A Glimpse of Danish Jewelry in the 20th Century

by by Jacob Thage, director of exhibitions for Gl. Holtegaard, and Lise Funder, art historian 

Based on the text accompanying the 2002 exhibit for the Museum of Modern Danish Jewelry of the same name 
Read More About Danish Jewelry

Jewelry in itself has always served many functions, and in the earliest of times doubled as legal tender, its precious and semiprecious stones, as well as other components, could sometimes function as negotiable tender or used to barter. As such, jewelry also has its roots in denoting class and station amongst its wearers, and as such, the finer the jewelry, or the higher the value of the stones, the higher the ranking of its wearer. As such, jewelry has always seemed to speak more its owner more than itself. As the 1880's brought with it the Women's Liberation Movement, styles began to change, and the desire to express one's individuality grew, and jewelry started to take on the role of not just denoting rank, but individuals stylistic tastes amongst women, whom were also finding their personal lives outside the world of their husbands and family. Another influence to jewelry, which started a bit earlier on during the middle to late 19th century was the industrialization, which lead to mass produced, and fairly inexpensive goods, which in turn challenged the dominance of handcrafted goods. Secondarily, during this time period a renewed interest in nationalism and the national handicrafts. What emerged was the Old Norse style, one of the first truly Danish inspired movements, which was inspired by the old Viking designs. The style grew favorable not only nationally but also internationally in places such as England and France, though not truly achieving the popularity of later movements. That would come with Skonvirke, which in turn was part of a greater movement, inspired by France's Art Nouveau and Germany's Jugendstil, with its nature inspired themes and emphasis on hand craftsmanship, and its use of less expensive materials for the time; silver in place of gold, and with semiprecious stones rather than the diamonds and other stones of older jewelry.
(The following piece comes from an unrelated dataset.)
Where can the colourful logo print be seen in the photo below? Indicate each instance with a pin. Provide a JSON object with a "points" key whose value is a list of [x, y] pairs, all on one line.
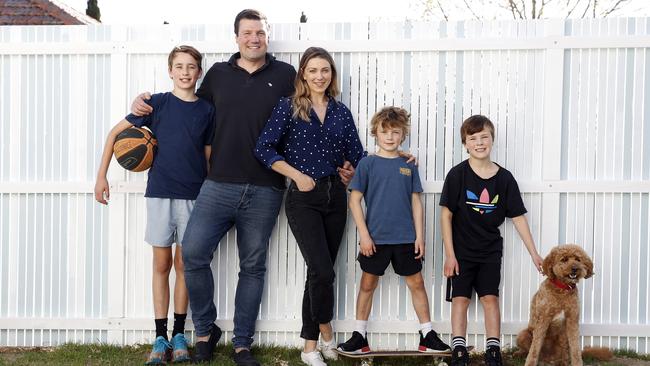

This also led to the recognition of individual artists in the realm of jewelry as well as the renown of specific manufacturies and smithies.

Much of the inspiration of this earlier jewelry owes itself to the works of Thorvald Bindesboll who with his organic designs inspired artists like Mogens Ballin and Georg Jensen. Technically inspiring was also the Japanese silver works which were brought into the country at the time, where its liveliness and distinct hammer marks which in turn gave Skonvirke its unique handcrafted style.

During the middle of the 20th century once again reinvented itself and “Danish Design” became internationally renowned. Post World War II, created shortages in gold and silver and as such newer jewelry was created utilizing the materials of the time, including iron and bronze, as well as ivory and enamel in place of the lack of stones, conserving silver for more ornamental needs. The restriction forced new innovation which inspired many to experiment with the properties of the materials themselves as well as greater experimentation in design. The goldsmith's guild also helped contribute to the spirit of innovation, and held various competitions starting in the 50's, as with many other handicrafts and industries which all contributed to this new found “Danish Design”, which brought forth a number of prominent designers such as Nanna DitzelHenning Koppel, and Bent Gabrielsen, who was one of the first students at the University of Goldsmiths, established in 1951, which encouraged the development of artists whom passed their exams as journeymen. Furthermore, some designers had not only experienced travel into other countries, being forced out during war times, but post war, were encouraged to do so, (such as with the Lunning Prize), gaining inspiration from their travels, incorporating the artistic cultures they encountered. This development continues to this day, where training in the craft still precedes the act of designing itself, whereas other countries allow for designers to design jewelry without ever truly becoming familiar with their materials. In fact, the University of Goldsmiths lives on today, as the “Institut for Aedelmetal”, where it continues to inspire its students.

As such individuality amongst the designers gave rise to studio or workshop jewelry, in which one off or limited runs of particular designs were created and sold directly from the workshops of the designer. At the same time, larger firms, such as Hans Hansen, Georg Jensen, and A Michelsen found success abroad, particularly in the United States, and also at home helped to educate later generations of gold and silversmiths. By 1978, the first gallery devoted to jewelry opened in Copenhagen, where the works of both Danish artists as well as foreign designers could be displayed for all.

Jewelry by this time had finally become not a symbol of status, but one of personal style, both of the artist that created the pieces, as well as the owner who wore them. Jewelry is not necessarily crafted from precious metals, nor its design lessened from it. It has become almost an artwork unto itself, utilizing the wearer's body in its adornment.